Hong Kong Judge Reserves Decision on Maid’s Residency Challenge

A Hong Kong Judge said he will try to rule by the end of next month on a Philippine maid’s claim that the rejection of her application for permanent residence in the Chinese city was unconstitutional.

Judge Johnson Lam ended two and a half days of arguments today after hearing the government’s lawyer say that Hong Kong’s Basic Law allows lawmakers to determine the status of foreign residents and that the maid wasn’t eligible to apply.

“The residence of foreign domestic workers is subject to restrictions,” David Pannick told the Court of First Instance again today.

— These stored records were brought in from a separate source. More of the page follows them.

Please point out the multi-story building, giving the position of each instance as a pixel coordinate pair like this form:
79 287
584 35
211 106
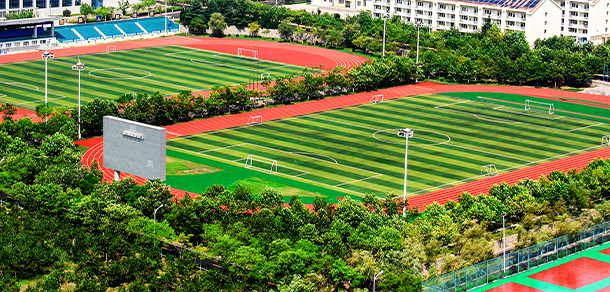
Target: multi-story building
43 8
585 21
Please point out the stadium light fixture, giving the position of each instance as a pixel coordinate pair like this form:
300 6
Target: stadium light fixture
385 17
406 133
375 279
46 56
419 25
504 241
78 67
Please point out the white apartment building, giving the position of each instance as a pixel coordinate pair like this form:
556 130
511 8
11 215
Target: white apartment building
585 21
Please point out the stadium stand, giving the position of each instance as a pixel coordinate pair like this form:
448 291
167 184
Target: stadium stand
114 29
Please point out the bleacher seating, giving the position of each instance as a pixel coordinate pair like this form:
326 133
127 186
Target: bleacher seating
88 31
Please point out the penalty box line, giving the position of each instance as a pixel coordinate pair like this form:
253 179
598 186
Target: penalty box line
504 170
515 121
278 173
375 174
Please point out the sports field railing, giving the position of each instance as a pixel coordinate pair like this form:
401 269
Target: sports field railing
519 261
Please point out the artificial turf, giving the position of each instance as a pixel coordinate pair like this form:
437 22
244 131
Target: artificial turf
167 70
356 151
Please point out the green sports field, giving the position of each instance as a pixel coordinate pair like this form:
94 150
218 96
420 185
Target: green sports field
168 70
356 151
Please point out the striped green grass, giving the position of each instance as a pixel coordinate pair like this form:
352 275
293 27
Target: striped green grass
355 150
167 70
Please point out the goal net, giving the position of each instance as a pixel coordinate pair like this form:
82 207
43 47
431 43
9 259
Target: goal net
247 53
255 120
541 106
489 170
253 161
377 98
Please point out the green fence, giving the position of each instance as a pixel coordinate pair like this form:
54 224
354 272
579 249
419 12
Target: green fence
519 261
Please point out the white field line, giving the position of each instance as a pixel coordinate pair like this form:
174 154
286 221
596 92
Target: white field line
448 104
267 172
153 80
556 117
220 148
599 124
506 169
354 181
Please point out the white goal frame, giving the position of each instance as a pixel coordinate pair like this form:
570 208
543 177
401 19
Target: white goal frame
538 104
255 120
489 170
240 52
251 158
375 99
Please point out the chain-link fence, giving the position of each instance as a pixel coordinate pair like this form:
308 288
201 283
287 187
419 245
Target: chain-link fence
519 261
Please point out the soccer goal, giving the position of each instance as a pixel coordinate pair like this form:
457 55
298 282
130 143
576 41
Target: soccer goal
255 120
377 99
538 105
242 52
489 170
261 161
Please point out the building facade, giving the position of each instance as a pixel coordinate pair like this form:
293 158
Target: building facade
585 21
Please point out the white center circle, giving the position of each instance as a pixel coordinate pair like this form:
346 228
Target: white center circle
432 143
122 72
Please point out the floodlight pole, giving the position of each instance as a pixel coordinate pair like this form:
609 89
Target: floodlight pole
46 56
407 133
375 279
385 17
419 24
79 67
504 241
155 217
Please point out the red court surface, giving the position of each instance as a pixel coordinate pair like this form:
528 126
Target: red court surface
514 287
605 251
575 274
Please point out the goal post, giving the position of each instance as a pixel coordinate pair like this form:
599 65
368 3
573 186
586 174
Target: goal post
376 99
255 120
538 105
251 158
243 52
489 170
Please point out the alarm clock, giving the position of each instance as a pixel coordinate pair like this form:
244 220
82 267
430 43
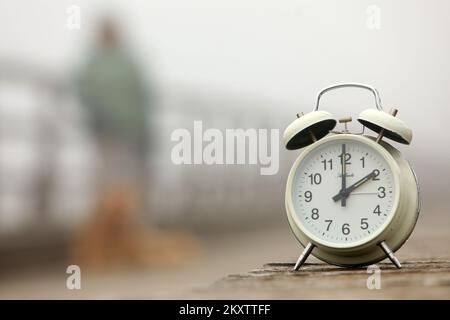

Evangeline Banao Vallejos, who has lived in Hong Kong since 1986, challenged the rejection of her application, with her lawyer asking the court why other expatriates such as bankers or cooks can apply for permanent residence after living in the city continuously for seven years.

“Foreign domestic workers are the same as other foreign employees,” Vallejos’ lawyer Gladys Li said yesterday. “And their employment conditions are similar to expatriate bankers, too, as both may return to their home countries at their employers’ expense every two years.”

Public Resource Strain?

A victory for Vallejos would open the door for Hong Kong’s 300,000 foreign maids to apply for permanent-resident status if they meet the seven-year residency requirement, something at least three political parties in Hong Kong have said would strain health care, education and public housing resources.

“There is no basis in the plain language for saying that some groups have to satisfy a higher bar and certainly nothing that says some groups cannot qualify at all,” said Li referring to the Basic Law provisions related to residence rights.

Pannick said yesterday this implied that lawmakers have no role in interpreting the Basic Law.

“We submit that the article must be read in context and that it does confer limited power on the legislature to determine this matter” of ordinary or extraordinary residence, he said.

Hong Kong’s population is 95 percent ethnic Chinese, according to the most recent census data from 2006. Permanent residence rights include voting, setting up a business, and applying for spouses and other family members to move to Hong Kong.

The case is Vallejos Evangeline Banao, also known as Vallejos Evangeline B. and Commissioner of Registration, HCAL124/2010 in Hong Kong’s Court of First Instance.